No Wind In My Sails
I don't know what is was today, there was no wind in my sails. Last night I was out in my shop until late, very late as I do when I'm into something. I keep on while telling myself "just one more minute and I'll stop" then I find myself plugging on after that minute has gone. Before I know it's happening my eyes start getting tired and my mind goes off in several directions of possibilities. It's then I notice no progress is being done. When I shut off the drill press, bench grinder, heater, radio and lights twas well after 1 a.m as I stumbled through the pathway to the house.
I crawled into bed with a good feeling in what I'd completed but a bit unsettled about the bender not being finished how I wanted. The larger bender I fabed up from junk was doing pretty good until made the tube I was working on stop making the curve and instead folded the tube right at a point that ruined it beyond repair.

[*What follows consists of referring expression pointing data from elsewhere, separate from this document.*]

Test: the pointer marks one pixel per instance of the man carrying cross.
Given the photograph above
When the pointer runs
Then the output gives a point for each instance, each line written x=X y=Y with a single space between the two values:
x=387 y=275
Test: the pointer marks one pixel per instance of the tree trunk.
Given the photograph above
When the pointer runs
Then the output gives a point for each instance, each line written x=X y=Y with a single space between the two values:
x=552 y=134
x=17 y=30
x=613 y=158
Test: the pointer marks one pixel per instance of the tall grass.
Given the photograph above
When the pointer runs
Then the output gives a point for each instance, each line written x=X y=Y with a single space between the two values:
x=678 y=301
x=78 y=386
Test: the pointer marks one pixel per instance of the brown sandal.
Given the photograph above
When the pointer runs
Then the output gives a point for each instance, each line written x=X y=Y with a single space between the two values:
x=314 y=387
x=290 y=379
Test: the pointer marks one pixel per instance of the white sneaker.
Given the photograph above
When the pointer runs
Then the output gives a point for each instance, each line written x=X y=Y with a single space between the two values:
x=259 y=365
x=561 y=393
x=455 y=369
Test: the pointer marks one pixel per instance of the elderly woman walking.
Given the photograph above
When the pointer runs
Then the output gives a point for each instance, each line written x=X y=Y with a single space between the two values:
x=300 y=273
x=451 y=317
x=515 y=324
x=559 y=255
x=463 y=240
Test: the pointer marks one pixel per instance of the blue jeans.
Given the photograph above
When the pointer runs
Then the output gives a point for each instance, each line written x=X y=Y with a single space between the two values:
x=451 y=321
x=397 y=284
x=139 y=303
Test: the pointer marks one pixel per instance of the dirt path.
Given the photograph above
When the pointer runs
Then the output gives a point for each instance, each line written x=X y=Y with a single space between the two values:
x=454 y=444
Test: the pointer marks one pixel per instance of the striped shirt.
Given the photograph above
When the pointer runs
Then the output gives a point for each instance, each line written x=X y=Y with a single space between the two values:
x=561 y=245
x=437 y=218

I guess many other things are in my subconscious bothering me with worry as I supress it during woken hours. During the night I woke up a few times even being dogged tired. There was the good dream that turned into a nightmare and it was still very vivid when I awoke with a start an exclamation at noon. I had slepted for the most part of ten hours. I was pissed at myself as there were things I wanted to do today. Getting up, smoked a cigarette, getting some coffee and a muffin then plopping down in my easy chair to watch some TV for a minute, Jeremiah Johnson was on and well, motivation was to watch it. The wind just wasn't in my sails even after I got dressed. For a thirty minute strand in the shop I was just not into it so cut off the lights. All these other un-said things are bringing me down and zapping any energy I had. Soon it will pass I'm hoping.